The rocketplane has already been tested.
It has simply been released so it's landing qualities could be determined.
It is found to be superb, and it is expected to have it's first flight soon.
This is the landing.
Comrad Jugin, let's tell our viewers that you are on the list of passangers.
When are you due ty fly?
To be honest, I do have a ticket, but it seems to me that I won't be using it.
-Why? -Maybe my son will sell it like an extra ticket.
And do you think that he will have to cook in space?
-I do not think so. -You don't.
-No. Because they take everything with them.
Thank you, comrad Jugin, and now let's take a look
at one insert, Sheila will sing something about a thing called
travel into Moon, travel to Moon and something that really does not
depend on any kind of date. You can really fly off with Sheila to space.
In front of a butcher's window little piggy gets all ready,
as he looks on the sausages he calls them: mommy, daddy.
At the same time it was a true tragedy when a TV set got broken.
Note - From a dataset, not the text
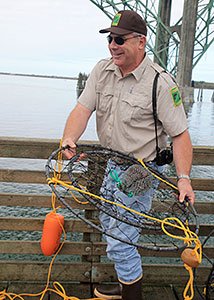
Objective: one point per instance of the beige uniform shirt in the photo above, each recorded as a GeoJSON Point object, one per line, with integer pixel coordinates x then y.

Luckily, for the owners were few, and the repair shops were just begining
building their reputation, probobly much better than today,
causing general satisfaction and joy.
Happy Happy Joy Joy Joy...
In the while you're dying of depression.
Mm... My name is Djokovic Bosko. I am a 5th grade student in Bratljevo.
School's not too far from my house, maybe 2km.
I think that the trigger for my anorexia is that I'm too ambitious,
and I impose on myself some abnormal goals,
and when I realize that I cannot reach them,
I get numb and just curl up and think about food
so I wouldn't have to think how I haven't done anything worthwile in my life.
I watched television set 3-4 times. And the most first time I watched
in Ivanjica "Desant na Drvar".
Tell me the date it happened.
It was in the fall of 1977.
I used to get tortured by hunger costantly at first,
but eventually I stopped feeling hungry.
And then I got hooked on being hungry, and then I wanted to feel it,
so I starved myself even more, but I couldn't feel it
because my neurotransmitters were blocked.
I was hoocked on hunger.
First, we closed the door and drew darker curtains on windows.
And then we turned some button and pushed it afterwords.
Then it started buzzing a bit, and images started to show up.
She is one really retarded chick, true pudding head.
My psychologyst tried to treat her, but he had to send
both her and her mother to neuropsychiatrist.
She, like, really deserved to die.
In whose house was it?
Vuk Jelic. It was in the house of Vuk Jelic.
How are you related to Vuk Jelic?
He's my Grandfather.
I asked her a 100 times: He, girl, you wanna die?
Like, Kristina, whazz up wit' you? And she was like:
Uggh... I don't wanna eat...
She, like, should die, for that is her decision,
and that is simply a form of a suicide.
No, I was hoping all the time that I will finally get a 'companion'
for eating, so I wouldn't eat with nutricionist alone.
And so I was longing for her, and she showed up,
and I just couldn't wait for our first meal,
I came with my whole setup of favourite dishware,
just to find her carying the smallest bottle of juice of 250mg,
made from, i don't know, pineaple, which like induces weight loss...
It happened in such a way that everybody left the hospital room for the weekend.
The two of us were hanging around, but I ate alone.
And she was looking at me, just looking and looking.
They begged her for hours and hours to take just one little sip,
and she took it, and spit it out and started screaming at dietetician.
If i had a television set in my house, I would give anything
If there was electricity they would surely bring one.
All in all, I'm glad I have... I've had anorexia, and I really
bug people a lot about anorexia. I just cannot let the sicness go.
I am emotionally tied to my illness.
It seems so ridicilous today, but believe me, there used to be TV watchers fan clubs.
There they discussed, asked and everything was interesting.
And for picture to arrive to your home many obstacles had to be suppressed...
The law is it again when the carts on wheels appear.
Many children are on the roads and too many car accidants.
Many cities forbid them, at least until the next craze strikes.